Sacrilège ! L’État, les religions et le sacré

Archives nationales, Hôtel de Soubise, Paris : jusqu’au 1er juillet 2024

Pourquoi les rois de France poursuivaient-ils le blasphème au même titre que le crime de lèse-majesté ? Comment l’État, monarchique ou républicain, compose-t-il avec le pouvoir religieux ? Même laïc, l’État peut-il se passer de toute forme de sacré ? Autant de questions au coeur de l’exposition « Sacrilège ! L’État, les religions et le sacré », présentée par les Archives nationales du 20 mars au 1er juillet 2024 à l’Hôtel de Soubise.
Dans une ambiance solennelle – qui n’est pas sans rappeler celle d’un lieu de culte ! –, plus d’une centaine d’oeuvres et de documents d’archives inédits illustrent l’histoire du sacrilège. De Socrate (399 av. J.-C.) au chevalier de La Barre (1766), de l’attentat de Damiens contre Louis XV (1757) à l’affaire du « Casse-toi, pov’ con ! », les commissaires de l’exposition ont eu à coeur de rendre au sacrilège et au blasphème leur dimension politique.
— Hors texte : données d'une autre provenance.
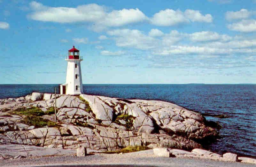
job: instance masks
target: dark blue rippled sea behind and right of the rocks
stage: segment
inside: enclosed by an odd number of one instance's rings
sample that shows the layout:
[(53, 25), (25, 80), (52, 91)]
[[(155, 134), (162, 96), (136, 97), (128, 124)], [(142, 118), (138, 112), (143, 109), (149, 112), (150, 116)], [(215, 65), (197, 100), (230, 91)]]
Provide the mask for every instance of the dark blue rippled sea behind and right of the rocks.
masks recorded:
[[(0, 99), (20, 97), (33, 91), (54, 93), (56, 84), (0, 85)], [(256, 85), (205, 84), (91, 84), (83, 85), (85, 94), (126, 99), (162, 100), (199, 113), (224, 114), (227, 118), (206, 116), (218, 122), (221, 138), (210, 145), (214, 152), (235, 152), (256, 157)]]

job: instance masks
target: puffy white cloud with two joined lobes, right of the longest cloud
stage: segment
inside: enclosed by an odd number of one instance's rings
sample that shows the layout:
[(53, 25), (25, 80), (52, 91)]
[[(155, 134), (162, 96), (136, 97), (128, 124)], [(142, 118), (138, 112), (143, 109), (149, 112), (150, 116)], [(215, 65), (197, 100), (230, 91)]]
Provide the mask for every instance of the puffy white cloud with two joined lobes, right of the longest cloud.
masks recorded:
[(158, 26), (173, 26), (178, 24), (186, 24), (189, 22), (206, 22), (211, 23), (213, 17), (210, 14), (205, 16), (199, 10), (187, 9), (185, 12), (181, 10), (160, 10), (150, 19), (151, 23)]

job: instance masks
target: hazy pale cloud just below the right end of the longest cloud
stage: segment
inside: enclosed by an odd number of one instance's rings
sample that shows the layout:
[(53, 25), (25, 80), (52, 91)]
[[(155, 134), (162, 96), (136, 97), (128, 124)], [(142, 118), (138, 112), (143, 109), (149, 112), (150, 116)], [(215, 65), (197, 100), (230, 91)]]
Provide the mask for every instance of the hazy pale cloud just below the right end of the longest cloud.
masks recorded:
[(116, 29), (107, 31), (108, 35), (114, 36), (117, 46), (133, 47), (147, 50), (159, 45), (159, 40), (145, 35), (139, 30)]

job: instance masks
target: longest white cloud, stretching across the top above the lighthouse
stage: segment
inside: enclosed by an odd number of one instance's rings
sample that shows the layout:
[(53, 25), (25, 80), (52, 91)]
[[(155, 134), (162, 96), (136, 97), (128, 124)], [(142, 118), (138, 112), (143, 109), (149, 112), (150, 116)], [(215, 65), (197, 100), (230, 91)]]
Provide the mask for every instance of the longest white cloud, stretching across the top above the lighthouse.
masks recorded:
[(42, 3), (32, 1), (29, 3), (33, 10), (28, 18), (45, 22), (93, 23), (93, 29), (104, 29), (105, 27), (117, 27), (131, 23), (144, 21), (147, 17), (139, 9), (122, 9), (107, 12), (104, 6), (95, 3), (79, 5), (76, 8), (49, 7)]

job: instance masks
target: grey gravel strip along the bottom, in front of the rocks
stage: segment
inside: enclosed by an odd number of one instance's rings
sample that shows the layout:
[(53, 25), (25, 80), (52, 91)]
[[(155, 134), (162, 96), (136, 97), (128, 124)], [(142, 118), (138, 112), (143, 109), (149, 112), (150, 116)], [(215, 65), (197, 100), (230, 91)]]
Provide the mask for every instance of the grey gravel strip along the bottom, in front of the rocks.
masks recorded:
[[(104, 165), (105, 164), (105, 165)], [(229, 163), (197, 158), (164, 158), (154, 157), (146, 154), (94, 154), (86, 157), (76, 156), (54, 156), (54, 157), (39, 157), (39, 158), (21, 158), (0, 160), (0, 166), (15, 167), (15, 166), (63, 166), (69, 167), (95, 167), (104, 165), (109, 166), (172, 166), (172, 167), (255, 167), (253, 164), (244, 163)]]

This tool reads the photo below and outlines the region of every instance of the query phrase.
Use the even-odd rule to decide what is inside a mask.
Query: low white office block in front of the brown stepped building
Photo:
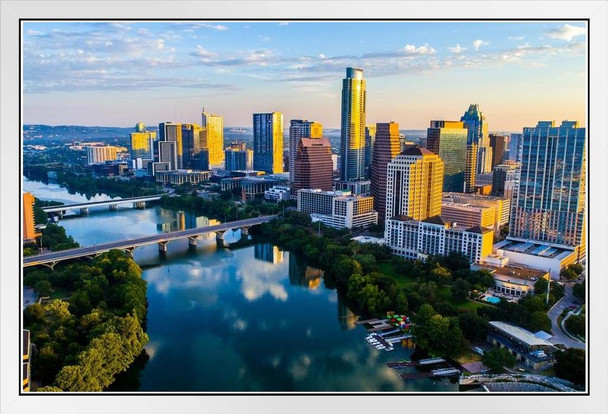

Pédagogique, l’exposition raconte ainsi l’histoire des rapports que le pouvoir entretient – non sans ambiguïté – avec les religions. Les visiteurs pourront ainsi se plonger dans la lente montée en puissance (à partir du XIIe siècle) et le déclin d’une « religion royale », ébranlée par la Réforme protestante et les guerres de Religion (1562-1598), éradiquée par la Révolution, mais à laquelle la République a longtemps cherché un substitut. République elle-même mise sous pression par le récent retour en force du fait religieux. Par un subtil jeu de miroirs, l’exposition bouscule les frontières entre le spirituel et le temporel, le religieux et le laïc, le sacré et le profane.